Pour satisfaire les exigences constitutionnelles, le législateur a choisi en 2017 d'adopter un dispositif expérimental, conformément à la méthode définie par l'article 37-1 de la Constitution et aux conditions posées par la jurisprudence. Notre droit admet ainsi certaines dérogations au principe d'égalité sous réserve de leur caractère explicite, de leur limitation dans le temps et de la réalisation d'un bilan de l'expérimentation. Le délai butoir de ce dispositif est la fin du mois de février prochain.
Les députés ont examiné ce texte en commission des affaires économiques puis l'ont adopté le 28 novembre en procédure simplifiée. La perspective d'un élargissement du périmètre du dispositif ou d'un assouplissement de ses critères d'application a été écartée. À l'initiative de la rapporteure Aude Luquet, un texte identique au droit en vigueur a été adopté par les députés - en supprimant, bien entendu, le délai d'expérimentation de trois ans - ce qui permet d'écarter le risque de non-conformité à la Constitution.
Le succès de l'expérimentation est le critère fondamental pour nous permettre d'évaluer le bien-fondé d'une pérennisation. C'est également une condition de validité essentielle selon le juge constitutionnel : celui-ci vérifie, en effet, que la pérennisation ou la généralisation d'un dispositif dérogatoire repose bien sur une évaluation solide et convaincante de sa mise en oeuvre. Or le bilan de la mise en oeuvre du nouveau droit de préemption démontre bien la nécessité de pérenniser le dispositif. En effet, cette mesure législative a été activée environ 200 fois au cours des trois dernières années. Dans une centaine de cas, elle a permis à elle seule d'éviter des cessions de parcelles qui risquaient d'aggraver le mitage de la forêt francilienne, conformément à la volonté du législateur. La mise en oeuvre de ce droit a concerné des parcelles de très petite surface, ce qui minimise d'éventuelles atteintes aux droits des propriétaires forestiers et permet de lutter contre le morcellement excessif de la forêt francilienne. Enfin, notre droit ne comporte pas d'outils alternatifs d'une efficacité préventive comparable car, lorsqu'une parcelle est vendue, illégalement défrichée et artificialisée, il est particulièrement difficile, et souvent trop tard, pour intervenir en préservant l'intégrité des espaces boisés franciliens.

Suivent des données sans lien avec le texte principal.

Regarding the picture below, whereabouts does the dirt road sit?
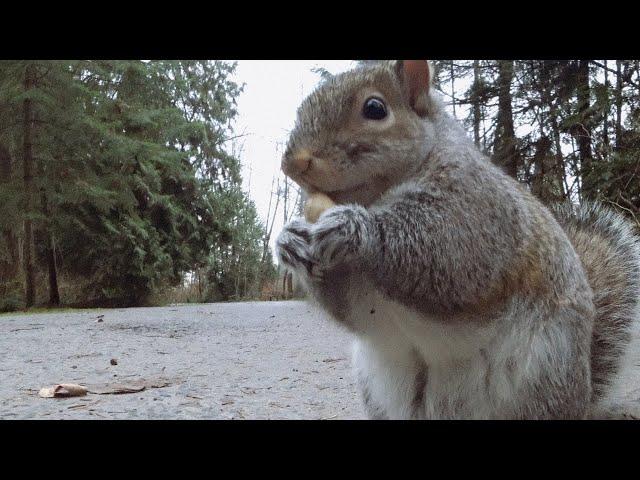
[0,301,363,419]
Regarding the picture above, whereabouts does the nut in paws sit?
[311,205,371,268]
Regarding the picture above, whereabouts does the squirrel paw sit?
[310,205,373,271]
[276,220,314,275]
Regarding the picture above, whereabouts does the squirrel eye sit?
[362,97,387,120]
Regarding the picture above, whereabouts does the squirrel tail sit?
[554,202,640,402]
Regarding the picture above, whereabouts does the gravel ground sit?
[0,301,364,419]
[0,301,640,419]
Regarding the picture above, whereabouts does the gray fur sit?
[277,63,640,419]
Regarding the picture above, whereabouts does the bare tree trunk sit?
[47,233,60,306]
[0,145,20,281]
[471,60,481,147]
[22,65,36,308]
[616,60,622,149]
[602,60,610,154]
[39,189,60,306]
[574,60,597,198]
[493,60,520,179]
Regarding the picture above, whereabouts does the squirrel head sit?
[282,60,435,206]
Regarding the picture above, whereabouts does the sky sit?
[234,60,354,253]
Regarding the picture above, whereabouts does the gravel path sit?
[0,301,640,419]
[0,301,364,419]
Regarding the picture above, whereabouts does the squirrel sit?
[276,60,640,419]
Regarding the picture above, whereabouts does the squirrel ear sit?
[396,60,433,117]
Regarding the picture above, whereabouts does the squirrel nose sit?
[282,150,312,175]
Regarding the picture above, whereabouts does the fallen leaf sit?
[38,383,88,398]
[88,380,171,395]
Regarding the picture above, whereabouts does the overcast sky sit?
[229,60,354,253]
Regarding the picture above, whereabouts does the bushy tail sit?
[554,203,640,401]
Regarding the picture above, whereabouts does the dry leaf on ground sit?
[38,383,88,398]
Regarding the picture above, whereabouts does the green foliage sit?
[0,60,276,305]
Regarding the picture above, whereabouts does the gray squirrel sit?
[276,60,640,419]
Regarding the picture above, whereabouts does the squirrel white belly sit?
[277,60,640,419]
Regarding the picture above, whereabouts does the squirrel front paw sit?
[310,205,375,270]
[276,220,315,275]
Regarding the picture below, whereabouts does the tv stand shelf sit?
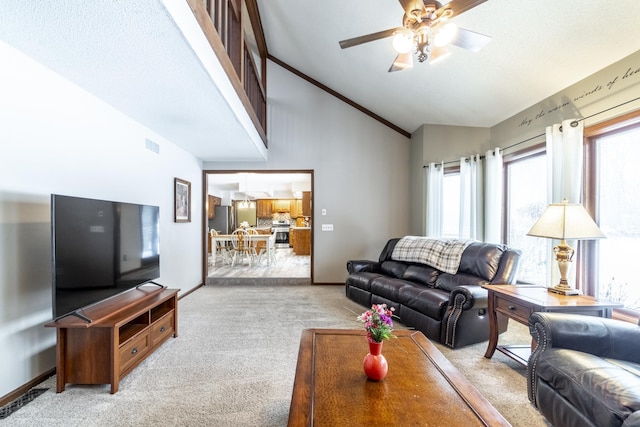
[45,286,179,394]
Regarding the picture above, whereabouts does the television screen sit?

S'agissant de la conformité juridique de ce texte, qui ne s'applique que sur une portion du territoire hexagonal, on peut d'abord citer, comme précédent, la décision du Conseil constitutionnel qui a validé la création d'une taxe annuelle sur les locaux à usage de bureaux en Île-de-France. Le juge a pris en considération les « difficultés spécifiques » qui se manifestent sur ce territoire « avec une acuité particulière ». D'autre part, un récent arrêt Conseil d'État indique que la pérennisation locale d'une expérimentation n'est pas incompatible avec le droit en vigueur si elle est justifiée par une différence de situation.
Pour justifier la nécessité d'un dispositif spécifique à la forêt francilienne, il convient de rappeler que celle-ci est trois fois plus morcelée que dans l'ensemble de l'hexagone, avec des parcelles d'une superficie moyenne d'un hectare, ce qui affaiblit son potentiel de gestion et de protection. Sa superficie de 261 000 hectares correspond à un taux de boisement de 21 % pour l'Île-de-France, contre 31 % en moyenne ailleurs en France, mais cet espace forestier doit être d'autant plus préservé qu'il bénéficie à 12 millions d'habitants, dans la région la plus densément peuplée de l'hexagone.
Je préconise donc l'adoption conforme de la proposition de loi pour pérenniser ce texte opérationnel et utile. Je souligne que toute modification, y compris de l'intitulé, impliquerait de repartir en « navette », au risque de voir s'enliser la procédure. Afin de garantir aux acteurs de terrain la lisibilité et la stabilité juridique dont ils ont besoin, je préconise une adoption conforme de ce texte.